Fake Cheese, As Far As the Eye Could See
In case you were wondering, Chili Cheese-flavor Cheez-Its, sprinkled on top of Kraft Mac-N-Cheese, is not a bad way to eat lunch.

Tuesday, December 2, 2003

A Socialite, On Holiday

820 Park Avenue

Natalie dear,

Darling, just dropping a line to thank you profusely for having us over last week for Thanksgiving dinner. So sweet of you to invite us over, what with St. Moritz being cancelled and all. As always, you and William were splendid hosts!

We so enjoyed the delicious (and quite bountiful!) traditional Thanksgiving dinner ... the turkey was tasteful, the candied yams yummy, the mashed potatoes mouthwatering, the stuffed cabbage savory, the "canberry" comforting ... and the gravy (as the kids say!) groovy. The vast selection of desserts was delightful ... no, delectable. And of course, the constant flow of fine wine was quite sufficient to warm the very cockles of my bourgeois heart.

And to think you did all yourself! Quel Martha!

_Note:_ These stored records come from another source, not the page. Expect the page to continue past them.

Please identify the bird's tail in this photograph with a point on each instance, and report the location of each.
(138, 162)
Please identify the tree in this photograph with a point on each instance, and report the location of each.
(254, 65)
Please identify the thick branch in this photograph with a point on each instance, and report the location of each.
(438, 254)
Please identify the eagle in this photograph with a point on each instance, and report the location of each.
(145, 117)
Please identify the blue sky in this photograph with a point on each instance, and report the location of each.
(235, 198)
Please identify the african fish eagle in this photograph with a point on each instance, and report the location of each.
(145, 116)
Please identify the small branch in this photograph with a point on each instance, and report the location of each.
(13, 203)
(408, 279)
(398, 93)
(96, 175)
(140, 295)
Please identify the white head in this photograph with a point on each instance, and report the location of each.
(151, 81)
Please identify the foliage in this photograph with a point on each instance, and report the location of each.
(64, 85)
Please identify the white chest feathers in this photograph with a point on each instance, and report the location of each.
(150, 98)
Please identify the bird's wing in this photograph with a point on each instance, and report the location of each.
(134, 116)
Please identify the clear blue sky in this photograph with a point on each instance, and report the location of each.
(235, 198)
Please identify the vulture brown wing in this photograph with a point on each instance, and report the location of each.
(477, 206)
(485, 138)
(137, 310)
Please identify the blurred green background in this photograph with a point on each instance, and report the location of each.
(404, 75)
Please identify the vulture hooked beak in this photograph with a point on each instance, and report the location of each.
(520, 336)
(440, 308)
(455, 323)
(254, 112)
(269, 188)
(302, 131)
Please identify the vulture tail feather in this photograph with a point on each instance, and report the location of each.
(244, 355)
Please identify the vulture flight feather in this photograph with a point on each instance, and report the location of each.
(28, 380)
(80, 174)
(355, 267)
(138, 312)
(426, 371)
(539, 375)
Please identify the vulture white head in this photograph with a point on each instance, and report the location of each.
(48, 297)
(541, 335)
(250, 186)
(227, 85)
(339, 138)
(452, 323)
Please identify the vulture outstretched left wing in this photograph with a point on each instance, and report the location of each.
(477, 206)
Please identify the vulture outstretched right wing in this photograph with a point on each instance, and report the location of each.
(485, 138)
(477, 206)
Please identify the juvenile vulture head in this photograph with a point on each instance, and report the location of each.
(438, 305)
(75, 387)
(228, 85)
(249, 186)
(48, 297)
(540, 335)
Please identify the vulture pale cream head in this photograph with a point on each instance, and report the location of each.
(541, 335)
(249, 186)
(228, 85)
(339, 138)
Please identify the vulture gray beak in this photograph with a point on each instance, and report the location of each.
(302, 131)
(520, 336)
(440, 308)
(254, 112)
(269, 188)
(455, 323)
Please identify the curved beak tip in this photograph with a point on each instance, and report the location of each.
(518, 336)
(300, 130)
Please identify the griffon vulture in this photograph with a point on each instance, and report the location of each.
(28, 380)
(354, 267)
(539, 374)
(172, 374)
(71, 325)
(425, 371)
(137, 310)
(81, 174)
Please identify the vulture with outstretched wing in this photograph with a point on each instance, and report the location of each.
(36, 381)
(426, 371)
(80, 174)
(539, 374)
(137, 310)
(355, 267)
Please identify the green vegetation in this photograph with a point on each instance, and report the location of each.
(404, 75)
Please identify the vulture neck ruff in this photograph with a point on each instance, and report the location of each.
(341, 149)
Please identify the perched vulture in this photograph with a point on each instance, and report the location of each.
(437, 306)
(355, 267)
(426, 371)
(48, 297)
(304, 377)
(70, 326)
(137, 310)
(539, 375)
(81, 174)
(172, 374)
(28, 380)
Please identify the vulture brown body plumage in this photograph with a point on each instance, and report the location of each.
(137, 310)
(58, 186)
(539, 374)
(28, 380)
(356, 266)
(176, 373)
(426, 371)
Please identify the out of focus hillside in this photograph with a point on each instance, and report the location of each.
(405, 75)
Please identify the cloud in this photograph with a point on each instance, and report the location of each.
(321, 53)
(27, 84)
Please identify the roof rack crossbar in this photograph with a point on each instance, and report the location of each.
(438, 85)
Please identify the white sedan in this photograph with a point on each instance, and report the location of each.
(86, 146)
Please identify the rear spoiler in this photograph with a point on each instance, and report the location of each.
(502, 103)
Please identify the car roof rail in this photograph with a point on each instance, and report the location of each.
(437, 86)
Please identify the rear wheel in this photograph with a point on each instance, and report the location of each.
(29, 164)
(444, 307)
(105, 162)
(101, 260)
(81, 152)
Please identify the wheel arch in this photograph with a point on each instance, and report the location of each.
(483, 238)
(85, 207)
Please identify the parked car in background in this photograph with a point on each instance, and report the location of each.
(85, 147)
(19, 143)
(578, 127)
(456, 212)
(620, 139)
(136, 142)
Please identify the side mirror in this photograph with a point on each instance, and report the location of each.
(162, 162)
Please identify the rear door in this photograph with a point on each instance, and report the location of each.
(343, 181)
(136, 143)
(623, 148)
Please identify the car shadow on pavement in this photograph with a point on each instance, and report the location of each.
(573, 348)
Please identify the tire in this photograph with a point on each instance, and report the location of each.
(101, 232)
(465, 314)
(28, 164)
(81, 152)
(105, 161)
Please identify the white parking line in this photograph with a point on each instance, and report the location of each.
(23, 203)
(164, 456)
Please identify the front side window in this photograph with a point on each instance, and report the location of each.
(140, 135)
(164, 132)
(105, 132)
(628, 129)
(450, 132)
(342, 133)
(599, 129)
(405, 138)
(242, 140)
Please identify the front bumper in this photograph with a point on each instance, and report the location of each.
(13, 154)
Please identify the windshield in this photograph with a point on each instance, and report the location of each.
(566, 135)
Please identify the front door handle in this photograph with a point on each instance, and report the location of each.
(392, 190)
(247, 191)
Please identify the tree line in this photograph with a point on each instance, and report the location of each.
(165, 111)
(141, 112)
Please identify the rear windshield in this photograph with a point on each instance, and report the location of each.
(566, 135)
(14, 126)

How plucky of you to give the cook the night off. (But you must give me the name of your decorator, as the chateau was quite lovely.)

Of course, the best part of the evening was the wonderful company. Your friends & family are divine! Witty conversation is such a lost art, as Mumsy is so fond of lamenting. (With all that laughing I've had to move up my next appointment to be Botox'd.)

Well, dahling, must dash off. I do hope I see you before you winter in Europe? You're quite right to pass on Palm Beach this year: have you heard that (brace yourself) one of those dreadful rap artists have moved into the estate next to Muffy? The poor dear is positively stricken. Really, I don't know what the world is coming to.